Loo Break: signs you’re impacted by the Moob phenomenon and what to do about it
So hormonal imbalance is an increasingly common occurrence. One of the most dominant these days is estrogen which has worked its way in to our bodies (male and female) with increasing force largely due to the changes in the environment around us.
This of course has a numerous of consequences but not what you want if you want a small person or you have one who is rapidly developing. Click here for all you need to know, but in true ‘loo break’ style - here is the quick version - some signs you’re impacted and what you can do to avoid:
Some signs you may have been impacted:
Low libido (male and female)
Low sperm count/motility
Weight gain (upper legs/hips/stomach for women and ‘moobs’ For men)
Fibroids and cycts
Early onset puberty
Causes and some ways to avoid:
Boost your own defences: Your liver is in charge of processing hormones and particularly those we have in excess like estrogen. Three ways to boost its functionality: 1) avoid burdening it with toxins that will take priority (see below) 2) help it out: Indol-3-Carbinol is found in cruciferous vegetables (sprouts, cabbage, cauliflower etc), this stimulates enzymes to enable estrogens to be processed - eat more! 3) Glutathione: my favourite antioxidant - it is crucial allowing the body to eliminate excess estrogen. Click here for more as to why you need this in your life).

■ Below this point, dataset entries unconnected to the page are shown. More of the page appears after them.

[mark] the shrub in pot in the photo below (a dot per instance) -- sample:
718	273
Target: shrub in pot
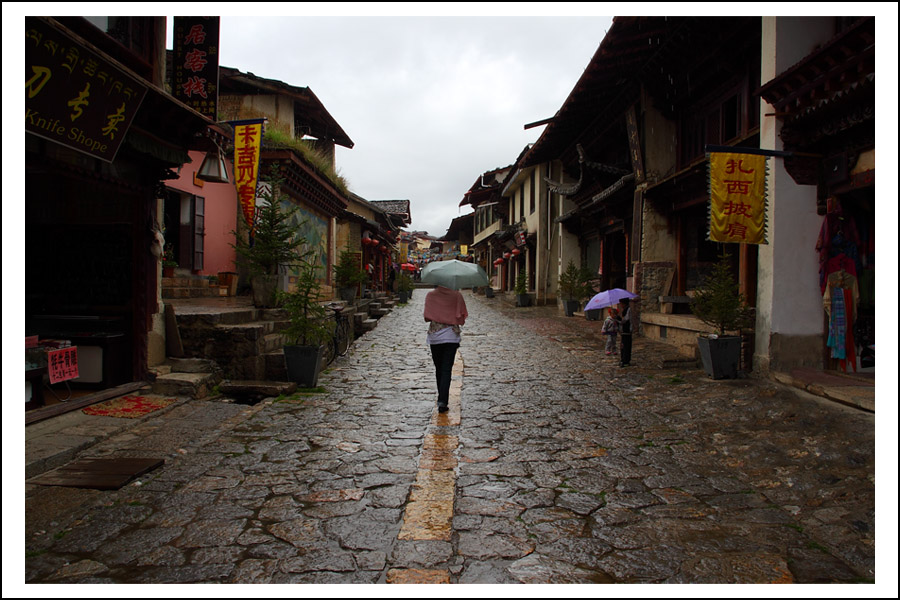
521	289
573	287
274	243
308	329
719	303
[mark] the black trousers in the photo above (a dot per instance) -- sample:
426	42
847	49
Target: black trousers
626	349
443	356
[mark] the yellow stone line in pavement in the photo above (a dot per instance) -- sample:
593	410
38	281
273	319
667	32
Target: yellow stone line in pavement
429	513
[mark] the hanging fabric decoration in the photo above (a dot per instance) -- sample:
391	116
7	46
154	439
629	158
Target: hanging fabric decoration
247	143
737	198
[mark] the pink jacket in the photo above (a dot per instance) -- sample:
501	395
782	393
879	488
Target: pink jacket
443	305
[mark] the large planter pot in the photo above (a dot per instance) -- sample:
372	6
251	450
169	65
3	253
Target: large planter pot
264	290
721	356
303	364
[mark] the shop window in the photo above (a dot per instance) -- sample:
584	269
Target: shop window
721	121
533	187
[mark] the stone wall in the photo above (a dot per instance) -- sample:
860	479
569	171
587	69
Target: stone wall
650	278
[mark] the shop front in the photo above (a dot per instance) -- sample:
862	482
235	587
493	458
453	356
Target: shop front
91	246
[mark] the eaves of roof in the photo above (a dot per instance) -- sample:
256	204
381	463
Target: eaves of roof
306	105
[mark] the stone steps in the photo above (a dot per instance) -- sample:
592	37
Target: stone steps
187	377
246	344
190	286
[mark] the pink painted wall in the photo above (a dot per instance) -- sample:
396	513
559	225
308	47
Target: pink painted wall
221	208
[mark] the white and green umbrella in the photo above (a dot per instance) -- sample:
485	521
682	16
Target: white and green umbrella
455	274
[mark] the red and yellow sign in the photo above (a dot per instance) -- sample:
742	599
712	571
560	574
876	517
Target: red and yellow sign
62	364
247	144
737	198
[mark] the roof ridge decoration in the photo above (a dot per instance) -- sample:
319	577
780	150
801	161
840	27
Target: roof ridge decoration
569	189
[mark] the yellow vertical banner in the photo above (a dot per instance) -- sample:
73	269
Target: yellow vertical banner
247	144
737	198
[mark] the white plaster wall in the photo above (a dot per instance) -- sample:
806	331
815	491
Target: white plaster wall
788	297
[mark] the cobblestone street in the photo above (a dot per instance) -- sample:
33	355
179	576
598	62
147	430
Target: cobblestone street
553	465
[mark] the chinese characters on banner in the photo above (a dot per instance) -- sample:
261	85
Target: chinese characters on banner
62	364
247	143
737	197
75	96
195	63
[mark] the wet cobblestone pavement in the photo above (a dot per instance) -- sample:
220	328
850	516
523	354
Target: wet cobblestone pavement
553	465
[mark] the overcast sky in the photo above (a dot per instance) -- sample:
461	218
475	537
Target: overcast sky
429	102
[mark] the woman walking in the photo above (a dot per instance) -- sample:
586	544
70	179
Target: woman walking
445	310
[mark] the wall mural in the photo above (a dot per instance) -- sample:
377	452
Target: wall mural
314	229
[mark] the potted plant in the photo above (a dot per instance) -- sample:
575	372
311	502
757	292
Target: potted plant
169	262
348	274
719	303
273	244
521	289
404	287
573	287
308	327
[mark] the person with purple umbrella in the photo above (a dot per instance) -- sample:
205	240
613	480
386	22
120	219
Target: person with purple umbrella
611	330
626	330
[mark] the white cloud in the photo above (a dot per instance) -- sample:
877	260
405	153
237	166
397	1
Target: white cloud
430	102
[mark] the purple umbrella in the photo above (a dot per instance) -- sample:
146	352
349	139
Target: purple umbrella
608	298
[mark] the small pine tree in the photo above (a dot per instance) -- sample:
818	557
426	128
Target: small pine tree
719	303
275	241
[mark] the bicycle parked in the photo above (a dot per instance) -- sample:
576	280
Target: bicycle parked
341	336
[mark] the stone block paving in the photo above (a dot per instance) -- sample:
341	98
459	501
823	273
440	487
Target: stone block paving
553	465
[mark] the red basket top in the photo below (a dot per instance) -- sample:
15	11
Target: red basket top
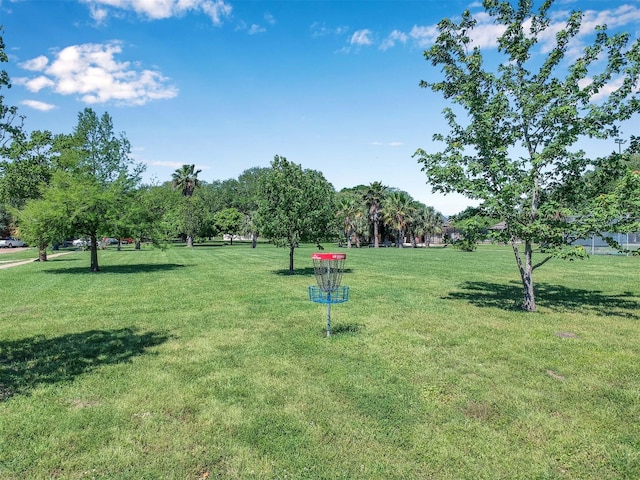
328	256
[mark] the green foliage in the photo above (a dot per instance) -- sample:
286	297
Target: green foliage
513	149
295	205
398	212
186	179
208	363
229	221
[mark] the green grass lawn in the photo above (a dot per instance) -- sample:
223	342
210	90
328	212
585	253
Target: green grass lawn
212	363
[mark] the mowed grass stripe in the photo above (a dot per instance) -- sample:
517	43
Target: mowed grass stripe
212	362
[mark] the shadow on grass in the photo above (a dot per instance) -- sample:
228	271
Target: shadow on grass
30	362
555	297
134	268
346	328
306	271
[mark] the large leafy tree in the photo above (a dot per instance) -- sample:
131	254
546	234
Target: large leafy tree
248	196
295	205
93	175
513	148
28	164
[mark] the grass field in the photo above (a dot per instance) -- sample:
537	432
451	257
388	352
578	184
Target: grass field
212	363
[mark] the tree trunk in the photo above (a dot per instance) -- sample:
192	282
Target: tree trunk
375	234
291	250
93	239
526	274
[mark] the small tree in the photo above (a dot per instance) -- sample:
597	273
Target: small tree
229	221
296	205
514	154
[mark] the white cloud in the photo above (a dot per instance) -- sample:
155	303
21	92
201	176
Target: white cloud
35	64
92	72
256	29
424	35
35	104
217	10
361	37
35	84
395	36
321	30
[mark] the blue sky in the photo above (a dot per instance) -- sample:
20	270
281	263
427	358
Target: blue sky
227	84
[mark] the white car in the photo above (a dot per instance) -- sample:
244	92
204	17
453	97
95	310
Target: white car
11	242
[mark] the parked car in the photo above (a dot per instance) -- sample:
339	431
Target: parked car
11	242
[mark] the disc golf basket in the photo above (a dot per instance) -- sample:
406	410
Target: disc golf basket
328	269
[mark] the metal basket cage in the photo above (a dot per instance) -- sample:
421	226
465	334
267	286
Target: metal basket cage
328	272
339	294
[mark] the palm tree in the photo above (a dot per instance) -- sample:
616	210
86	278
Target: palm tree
427	222
373	198
185	179
349	210
397	211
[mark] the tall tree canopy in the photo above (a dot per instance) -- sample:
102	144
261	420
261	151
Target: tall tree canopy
295	205
513	149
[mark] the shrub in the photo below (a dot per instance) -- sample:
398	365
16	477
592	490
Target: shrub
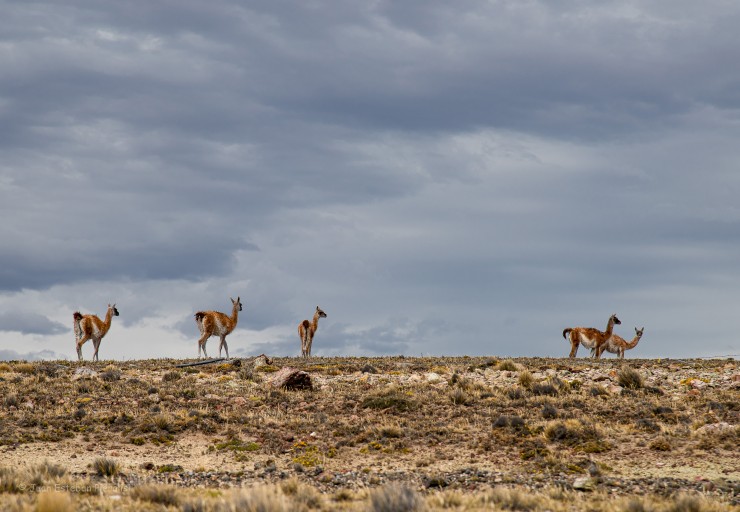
661	445
507	365
458	396
392	399
160	494
258	499
171	376
525	379
629	378
11	400
54	501
549	412
572	433
396	498
544	389
111	375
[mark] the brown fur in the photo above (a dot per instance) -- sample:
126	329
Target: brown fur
588	336
88	327
307	330
215	323
617	345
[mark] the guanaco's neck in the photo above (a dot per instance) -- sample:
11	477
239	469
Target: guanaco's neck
235	314
633	343
315	323
610	326
108	318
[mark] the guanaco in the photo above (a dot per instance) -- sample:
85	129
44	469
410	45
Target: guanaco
306	331
214	323
588	336
617	345
91	327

Water: drinking from plastic bottles is a major no-no due to the BPA which has been shown to have estrogenic qualities. Drink from glass or paper. You also want filtered water as unfortunately our water supply on the whole has been impacted by things like the pill and pesticides/herbicides in our food chain.

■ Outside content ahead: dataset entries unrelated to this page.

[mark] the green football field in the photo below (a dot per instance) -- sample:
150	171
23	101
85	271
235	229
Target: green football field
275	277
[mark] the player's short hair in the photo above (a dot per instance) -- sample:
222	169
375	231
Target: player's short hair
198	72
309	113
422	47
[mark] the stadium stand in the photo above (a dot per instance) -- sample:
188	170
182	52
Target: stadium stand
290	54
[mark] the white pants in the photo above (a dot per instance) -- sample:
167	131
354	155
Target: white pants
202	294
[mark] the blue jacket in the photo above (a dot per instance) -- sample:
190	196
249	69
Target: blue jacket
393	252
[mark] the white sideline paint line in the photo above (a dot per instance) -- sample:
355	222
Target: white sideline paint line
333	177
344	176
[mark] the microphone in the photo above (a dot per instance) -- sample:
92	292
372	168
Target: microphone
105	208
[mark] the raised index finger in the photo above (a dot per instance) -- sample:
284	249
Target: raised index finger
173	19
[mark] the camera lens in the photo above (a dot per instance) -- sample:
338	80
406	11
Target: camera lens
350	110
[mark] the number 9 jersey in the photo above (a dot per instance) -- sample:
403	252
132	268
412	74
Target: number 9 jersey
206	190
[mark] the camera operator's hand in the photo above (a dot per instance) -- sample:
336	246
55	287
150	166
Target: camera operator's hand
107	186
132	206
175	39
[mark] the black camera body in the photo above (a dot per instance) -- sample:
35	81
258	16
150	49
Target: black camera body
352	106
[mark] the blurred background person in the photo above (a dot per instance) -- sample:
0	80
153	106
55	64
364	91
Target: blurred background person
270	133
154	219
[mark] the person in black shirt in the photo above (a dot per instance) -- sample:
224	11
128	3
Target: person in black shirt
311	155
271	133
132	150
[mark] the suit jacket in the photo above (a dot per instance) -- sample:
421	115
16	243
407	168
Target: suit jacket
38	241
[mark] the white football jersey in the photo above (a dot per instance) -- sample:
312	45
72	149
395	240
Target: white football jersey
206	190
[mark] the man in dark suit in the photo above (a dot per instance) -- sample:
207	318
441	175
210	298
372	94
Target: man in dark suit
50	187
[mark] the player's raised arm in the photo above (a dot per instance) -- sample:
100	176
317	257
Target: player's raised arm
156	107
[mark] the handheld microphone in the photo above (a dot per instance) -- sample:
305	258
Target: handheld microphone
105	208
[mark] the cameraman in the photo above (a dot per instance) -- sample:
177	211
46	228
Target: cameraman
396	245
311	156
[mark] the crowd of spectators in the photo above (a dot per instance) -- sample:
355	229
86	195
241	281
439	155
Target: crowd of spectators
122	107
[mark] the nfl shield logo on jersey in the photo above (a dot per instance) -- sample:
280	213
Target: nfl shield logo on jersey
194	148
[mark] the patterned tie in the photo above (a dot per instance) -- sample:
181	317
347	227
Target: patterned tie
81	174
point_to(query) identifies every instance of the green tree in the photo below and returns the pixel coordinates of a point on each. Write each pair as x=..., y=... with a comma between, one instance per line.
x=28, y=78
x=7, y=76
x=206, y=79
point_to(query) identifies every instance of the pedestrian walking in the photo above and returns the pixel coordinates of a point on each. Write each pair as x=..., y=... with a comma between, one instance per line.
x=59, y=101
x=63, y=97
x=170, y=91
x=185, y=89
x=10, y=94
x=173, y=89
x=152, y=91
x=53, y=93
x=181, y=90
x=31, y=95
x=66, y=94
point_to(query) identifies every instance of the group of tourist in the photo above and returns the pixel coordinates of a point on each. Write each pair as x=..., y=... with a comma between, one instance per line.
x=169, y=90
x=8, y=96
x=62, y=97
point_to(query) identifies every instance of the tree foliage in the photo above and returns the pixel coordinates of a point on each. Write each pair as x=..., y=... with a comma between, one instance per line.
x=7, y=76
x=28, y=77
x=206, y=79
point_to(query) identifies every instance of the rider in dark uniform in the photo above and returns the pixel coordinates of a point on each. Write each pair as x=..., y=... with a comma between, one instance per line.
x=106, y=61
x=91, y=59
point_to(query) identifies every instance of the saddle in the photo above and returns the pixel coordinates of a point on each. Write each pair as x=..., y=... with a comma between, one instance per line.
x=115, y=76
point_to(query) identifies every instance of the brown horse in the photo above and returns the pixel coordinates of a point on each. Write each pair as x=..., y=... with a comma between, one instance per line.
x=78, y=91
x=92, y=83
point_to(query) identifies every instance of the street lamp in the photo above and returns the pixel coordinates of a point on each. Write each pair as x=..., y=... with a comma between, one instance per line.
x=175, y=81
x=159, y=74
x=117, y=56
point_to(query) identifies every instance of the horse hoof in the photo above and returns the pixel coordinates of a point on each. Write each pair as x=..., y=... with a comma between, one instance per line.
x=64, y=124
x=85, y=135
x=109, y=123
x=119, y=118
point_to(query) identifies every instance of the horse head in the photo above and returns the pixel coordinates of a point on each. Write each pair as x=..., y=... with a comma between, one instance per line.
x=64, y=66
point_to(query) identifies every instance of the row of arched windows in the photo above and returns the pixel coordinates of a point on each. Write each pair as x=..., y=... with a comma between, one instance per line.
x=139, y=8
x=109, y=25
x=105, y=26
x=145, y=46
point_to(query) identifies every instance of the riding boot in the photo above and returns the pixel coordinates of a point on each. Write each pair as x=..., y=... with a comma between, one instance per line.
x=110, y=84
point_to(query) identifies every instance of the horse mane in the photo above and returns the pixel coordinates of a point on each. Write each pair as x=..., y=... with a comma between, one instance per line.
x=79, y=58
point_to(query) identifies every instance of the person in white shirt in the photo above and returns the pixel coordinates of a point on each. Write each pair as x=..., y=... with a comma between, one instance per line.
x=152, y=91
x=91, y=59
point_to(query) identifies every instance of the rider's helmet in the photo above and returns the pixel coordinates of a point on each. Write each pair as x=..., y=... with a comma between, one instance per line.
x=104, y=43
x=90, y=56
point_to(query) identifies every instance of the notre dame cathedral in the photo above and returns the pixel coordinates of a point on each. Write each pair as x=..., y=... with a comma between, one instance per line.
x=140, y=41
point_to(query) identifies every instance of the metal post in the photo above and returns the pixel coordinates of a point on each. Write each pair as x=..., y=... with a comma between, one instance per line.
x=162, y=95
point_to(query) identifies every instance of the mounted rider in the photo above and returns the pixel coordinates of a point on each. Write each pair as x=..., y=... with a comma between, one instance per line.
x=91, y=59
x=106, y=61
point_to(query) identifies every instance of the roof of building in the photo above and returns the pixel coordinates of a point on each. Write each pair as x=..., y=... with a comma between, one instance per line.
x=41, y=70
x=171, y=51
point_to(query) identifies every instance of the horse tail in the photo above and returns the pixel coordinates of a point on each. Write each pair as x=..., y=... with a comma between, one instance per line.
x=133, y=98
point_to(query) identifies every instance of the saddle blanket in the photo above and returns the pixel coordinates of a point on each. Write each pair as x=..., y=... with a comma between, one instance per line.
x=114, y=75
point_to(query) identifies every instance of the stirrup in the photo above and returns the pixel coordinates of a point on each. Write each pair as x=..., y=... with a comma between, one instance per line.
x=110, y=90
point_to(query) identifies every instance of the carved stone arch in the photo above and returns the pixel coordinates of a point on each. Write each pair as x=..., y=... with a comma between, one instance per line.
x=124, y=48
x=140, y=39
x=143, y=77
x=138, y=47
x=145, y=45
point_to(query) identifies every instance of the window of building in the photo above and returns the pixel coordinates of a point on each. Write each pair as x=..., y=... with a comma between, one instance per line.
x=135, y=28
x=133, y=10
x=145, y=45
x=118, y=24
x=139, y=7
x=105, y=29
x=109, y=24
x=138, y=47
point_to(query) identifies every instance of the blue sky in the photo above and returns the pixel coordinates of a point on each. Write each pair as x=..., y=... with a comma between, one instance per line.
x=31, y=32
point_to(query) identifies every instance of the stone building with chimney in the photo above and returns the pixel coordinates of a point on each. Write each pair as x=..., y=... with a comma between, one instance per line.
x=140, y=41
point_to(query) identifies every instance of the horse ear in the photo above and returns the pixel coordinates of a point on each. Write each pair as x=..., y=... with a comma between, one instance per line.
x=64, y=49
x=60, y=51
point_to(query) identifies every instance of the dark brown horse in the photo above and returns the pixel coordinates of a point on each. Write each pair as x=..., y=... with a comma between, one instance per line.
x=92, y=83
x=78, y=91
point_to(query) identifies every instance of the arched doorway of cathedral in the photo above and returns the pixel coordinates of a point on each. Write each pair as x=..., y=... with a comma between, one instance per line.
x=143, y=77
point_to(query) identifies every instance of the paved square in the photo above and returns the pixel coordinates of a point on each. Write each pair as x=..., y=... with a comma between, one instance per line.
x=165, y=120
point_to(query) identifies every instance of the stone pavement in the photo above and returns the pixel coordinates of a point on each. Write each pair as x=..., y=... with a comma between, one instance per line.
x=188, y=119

Food: Once again, what you eat and how you eat it matters. Eating out of plastic containers (especially if they have been reused or reheated) is a strong avoid due to the BPA. Then you have added hormones in animal products: go organic wherever possible when it comes to dairy and meat products. Its better to eat less of better quality than more of lower and suffer the consequences of modern farming techniques.
Free-From: watch out phytoestrogens. These are plants that contain estrogenic compounds. Soy and Legumes are a prime example. They are often hidden in manufactured vegan food as a substitute or in nut milks even when they are not labelled as ‘Soy’. Go for those brands that contain just the nut and milk or make your own - super easy. Click here for more and how to avoid this. Try and keep soy intake in check.

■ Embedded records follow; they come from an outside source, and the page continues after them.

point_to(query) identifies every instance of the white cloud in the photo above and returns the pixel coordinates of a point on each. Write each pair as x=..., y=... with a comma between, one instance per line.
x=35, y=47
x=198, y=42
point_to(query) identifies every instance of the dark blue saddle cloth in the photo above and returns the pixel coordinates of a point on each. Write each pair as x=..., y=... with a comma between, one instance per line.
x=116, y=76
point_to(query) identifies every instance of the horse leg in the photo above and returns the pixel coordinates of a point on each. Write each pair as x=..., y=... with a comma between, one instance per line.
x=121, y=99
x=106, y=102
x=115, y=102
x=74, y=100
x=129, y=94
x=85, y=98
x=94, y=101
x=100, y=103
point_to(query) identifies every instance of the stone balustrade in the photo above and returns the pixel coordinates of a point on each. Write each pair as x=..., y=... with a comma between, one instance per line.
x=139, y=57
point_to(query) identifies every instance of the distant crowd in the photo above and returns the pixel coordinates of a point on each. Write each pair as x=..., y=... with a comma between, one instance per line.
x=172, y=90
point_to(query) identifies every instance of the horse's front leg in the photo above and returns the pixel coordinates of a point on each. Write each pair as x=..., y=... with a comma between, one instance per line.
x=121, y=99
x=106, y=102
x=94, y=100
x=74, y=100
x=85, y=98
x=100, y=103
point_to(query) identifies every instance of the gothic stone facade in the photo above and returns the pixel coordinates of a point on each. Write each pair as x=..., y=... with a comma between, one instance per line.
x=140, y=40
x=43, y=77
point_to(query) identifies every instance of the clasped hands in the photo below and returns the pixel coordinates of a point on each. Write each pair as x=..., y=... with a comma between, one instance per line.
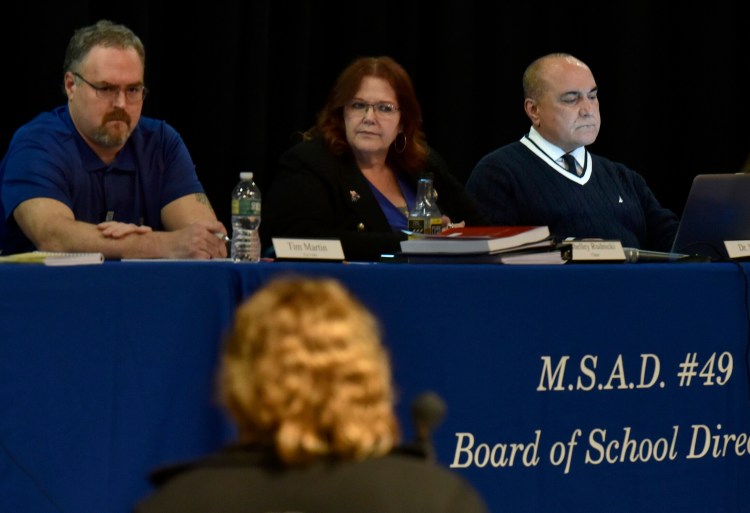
x=200, y=240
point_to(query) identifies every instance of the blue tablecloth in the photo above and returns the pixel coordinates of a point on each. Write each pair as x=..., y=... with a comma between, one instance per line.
x=573, y=388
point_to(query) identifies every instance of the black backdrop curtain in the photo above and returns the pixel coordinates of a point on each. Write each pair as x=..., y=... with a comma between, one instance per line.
x=238, y=79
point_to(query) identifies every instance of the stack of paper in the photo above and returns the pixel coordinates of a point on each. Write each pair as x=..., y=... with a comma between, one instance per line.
x=53, y=258
x=479, y=240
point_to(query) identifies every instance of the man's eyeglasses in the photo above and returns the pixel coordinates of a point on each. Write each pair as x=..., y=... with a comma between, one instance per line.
x=133, y=94
x=384, y=109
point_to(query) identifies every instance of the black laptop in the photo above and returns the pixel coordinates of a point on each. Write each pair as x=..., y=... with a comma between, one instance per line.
x=717, y=210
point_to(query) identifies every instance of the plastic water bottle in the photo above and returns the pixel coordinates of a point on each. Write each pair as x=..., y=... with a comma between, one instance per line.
x=245, y=245
x=425, y=217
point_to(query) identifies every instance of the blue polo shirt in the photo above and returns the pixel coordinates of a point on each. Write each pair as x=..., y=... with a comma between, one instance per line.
x=48, y=158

Pesticides: Google the ‘feminised frog’ study which showed male frogs transforming to female from excess exposure to a particular pesticide. It is that powerful. So avoid where you can. The Environmental Working Group’s updates lists: Dirty Dozen and Clean Fifteen will help you pick what you need to spend on and what you can save on. Finally - back to our old friend Activated Charcoal. Wash your non organic fruit and veg in this to remove some of the residue.
Beauty Cabinet: we all use loads of personal care/cosmetic items. Unfortunately the market is super unregulated and there are a lot of hormone disrupting chemicals in what we use. The main ones to watch out for from a hormonal stand point are Phtalates. Simple way to avoid: say no to any added fragrance which is where they commonly hide. Do not be fooled by the term ‘natural’ on the packaging. Chances are it means very little. Click here for the quick ‘loo break version’ of cosmetic and personal care dos and don'ts.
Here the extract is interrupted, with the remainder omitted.